Hilary Vernon, MD, PhD, a professor of pediatrics at Johns Hopkins Hospital, presented the findings in a presentation, titled “An interventional clinical trial to evaluate the role of elamipretide in individuals with Barth syndrome,” at the American Society of Human Genetics (ASHG) 2019 Annual Meeting held recently in Houston.
Barth syndrome is a very rare mitochondrial disease caused by mutations in the tafazzin (TAZ) gene. This gene is needed for cells to make a mature, functional version of cardiolipin, a type of lipid (fatty compound) found at the inner membrane of mitochondria — which provide energy to cells. Cardiolipin is one of the essential lipids involved in energy production, and when its levels are low, mitochondria cannot produce enough energy for the cell, resulting in its death.
Elamipretide, also known as SS-31, enters mitochondria and helps protect cardiolipin. This has the potential to restore normal energy production and decrease oxidative stress in the cell. The U.S. Food and Drug Administration (FDA) granted fast track and orphan drug designations for elamipretide in the treatment of Barth syndrome.
The Phase 2/3 TAZPOWER (NCT03098797) trial, underway in Baltimore, is evaluating the efficacy of daily under-the-skin injections of elamipretide. The trial enrolled 12 patients with genetically confirmed Barth syndrome.
In the first part of the trial, participants received daily under-the-skin injections of 40 mg elamipretide for 12 weeks, followed by a 12-week treatment with placebo, or vice versa, with four weeks of “washout” between each treatment. A washout is a period of time during a clinical study when a participant is taken off the study drug or other medication so as to eliminate its effects on treatment. This type of study design is called a crossover.
The second part of the trial involved an open-label extension for up to 168 weeks, in which 10 of the 12 patients participated.
The primary objective, assessed at week 12, is the change in distance walked by patients during the six-minute walk test. Additional goals included muscle strength, heart performance, patient-reported outcomes, and adverse effects.
It was previously reported that elamipretide showed potential to improve exercise performance, strength and patient- and clinician-reported outcomes in the extension trial. While the changes in the primary objectives were not statistically significant, the researchers detected improvements in the cardiolipin content of the patients’ mitochondria.
The new data show that elamipretide improves cardiac function. Cardiac abnormalities are a key symptom of Barth syndrome, with heart disease being the main cause of early mortality.

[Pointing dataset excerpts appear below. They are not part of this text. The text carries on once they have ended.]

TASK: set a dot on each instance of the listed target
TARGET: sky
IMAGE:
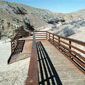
(61, 6)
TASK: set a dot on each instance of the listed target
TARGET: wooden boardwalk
(69, 74)
(48, 66)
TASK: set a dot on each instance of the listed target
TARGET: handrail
(76, 54)
(33, 67)
(73, 40)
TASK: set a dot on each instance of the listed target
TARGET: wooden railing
(74, 49)
(33, 67)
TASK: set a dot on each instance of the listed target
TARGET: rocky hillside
(13, 16)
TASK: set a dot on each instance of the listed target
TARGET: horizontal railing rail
(40, 35)
(74, 49)
(33, 67)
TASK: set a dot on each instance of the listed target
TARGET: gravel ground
(13, 74)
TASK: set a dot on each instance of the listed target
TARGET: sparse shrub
(67, 32)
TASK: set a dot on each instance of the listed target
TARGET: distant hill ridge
(13, 15)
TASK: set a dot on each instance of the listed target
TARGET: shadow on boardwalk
(47, 72)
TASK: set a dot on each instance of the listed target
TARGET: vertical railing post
(70, 47)
(53, 38)
(46, 35)
(69, 44)
(49, 36)
(59, 41)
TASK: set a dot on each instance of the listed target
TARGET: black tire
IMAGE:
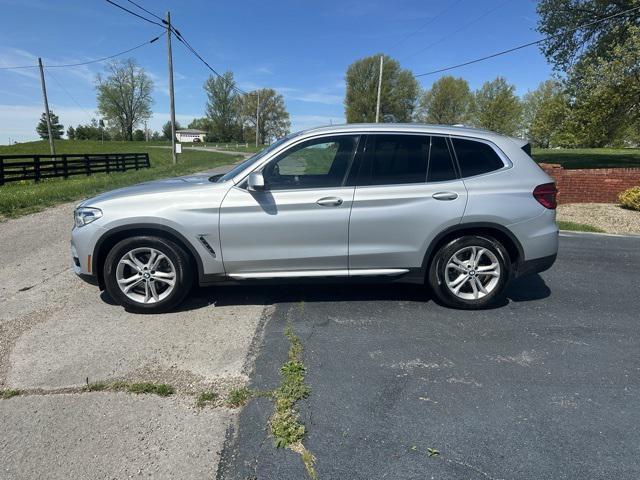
(179, 258)
(437, 275)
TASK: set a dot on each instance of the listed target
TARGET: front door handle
(329, 202)
(445, 195)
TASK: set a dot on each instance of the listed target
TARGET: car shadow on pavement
(532, 287)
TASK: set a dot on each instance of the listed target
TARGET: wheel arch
(109, 239)
(497, 231)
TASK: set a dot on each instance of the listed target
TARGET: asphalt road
(546, 386)
(57, 332)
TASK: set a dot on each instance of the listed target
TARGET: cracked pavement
(56, 332)
(545, 386)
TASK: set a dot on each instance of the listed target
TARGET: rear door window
(397, 159)
(441, 166)
(476, 158)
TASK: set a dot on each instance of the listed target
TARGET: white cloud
(18, 122)
(316, 97)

Results showed that treatment with elamipretide increased average cardiac stroke volume by 27% — from 40.8 mL at the start of the trial (baseline) to 51.8 mL — at 36 weeks in the open-label extension.
The average cardiac stroke volume is the amount of blood pumped by the heart left ventricle per contraction, and is a key determinant of cardiac output. In healthy adolescent boys, the average stroke volume would normally be 85 mL.

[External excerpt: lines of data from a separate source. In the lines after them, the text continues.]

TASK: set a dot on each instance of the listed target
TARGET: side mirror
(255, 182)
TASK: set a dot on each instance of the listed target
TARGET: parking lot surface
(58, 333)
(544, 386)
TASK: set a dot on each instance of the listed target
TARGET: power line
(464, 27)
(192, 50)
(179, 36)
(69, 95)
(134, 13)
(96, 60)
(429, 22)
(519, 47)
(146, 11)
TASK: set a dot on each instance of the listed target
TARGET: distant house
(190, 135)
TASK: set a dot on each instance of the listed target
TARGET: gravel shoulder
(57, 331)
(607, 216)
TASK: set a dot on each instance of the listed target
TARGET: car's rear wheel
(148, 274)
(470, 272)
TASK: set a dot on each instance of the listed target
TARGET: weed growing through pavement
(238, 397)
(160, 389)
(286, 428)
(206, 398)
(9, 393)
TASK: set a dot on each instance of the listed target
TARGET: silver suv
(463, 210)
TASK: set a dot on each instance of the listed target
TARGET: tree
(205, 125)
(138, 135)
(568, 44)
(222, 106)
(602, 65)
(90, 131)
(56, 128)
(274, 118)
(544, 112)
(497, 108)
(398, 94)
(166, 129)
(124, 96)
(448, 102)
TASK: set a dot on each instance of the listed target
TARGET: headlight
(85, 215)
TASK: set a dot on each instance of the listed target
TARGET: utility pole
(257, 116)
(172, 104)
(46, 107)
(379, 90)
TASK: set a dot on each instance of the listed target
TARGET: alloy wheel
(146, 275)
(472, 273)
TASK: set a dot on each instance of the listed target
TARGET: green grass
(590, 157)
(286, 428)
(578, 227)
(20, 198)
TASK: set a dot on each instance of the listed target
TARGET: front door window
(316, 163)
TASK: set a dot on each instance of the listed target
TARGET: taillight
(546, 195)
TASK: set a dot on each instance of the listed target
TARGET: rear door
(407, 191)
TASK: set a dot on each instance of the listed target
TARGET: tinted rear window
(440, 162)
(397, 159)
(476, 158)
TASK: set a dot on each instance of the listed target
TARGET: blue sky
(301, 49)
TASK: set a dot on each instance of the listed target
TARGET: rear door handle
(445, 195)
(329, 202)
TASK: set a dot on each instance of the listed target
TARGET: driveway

“Based on the data presented showing an increase in stroke volume, treatment with elamipretide appears to have improved heart function, which might indicate cardiac remodeling,” W. Reid Thompson, MD, associate professor of pediatrics at the Johns Hopkins University School of Medicine, said in a press release.
“Most patients with Barth syndrome have underlying heart disease, so a cardiac effect would be an important outcome in this setting that warrants further investigation,” he added.

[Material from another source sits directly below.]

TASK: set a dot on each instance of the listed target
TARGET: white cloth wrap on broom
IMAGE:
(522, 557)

Improvements in functional measures, quality of life assessments, and cardiolipin content continued to be seen in the open-label-extension.
“We are encouraged to learn that elamipretide may be associated with improvements in cardiac function in Barth patients, in addition to possible improvements in muscle function,” said Reenie McCarthy, CEO of Stealth.
“These changes in well-established biomarkers add to the body of evidence we expect to discuss with regulatory authorities over the next several months, as we progress toward our commitment to bring therapies to patients suffering from this life-limiting disease,” he added.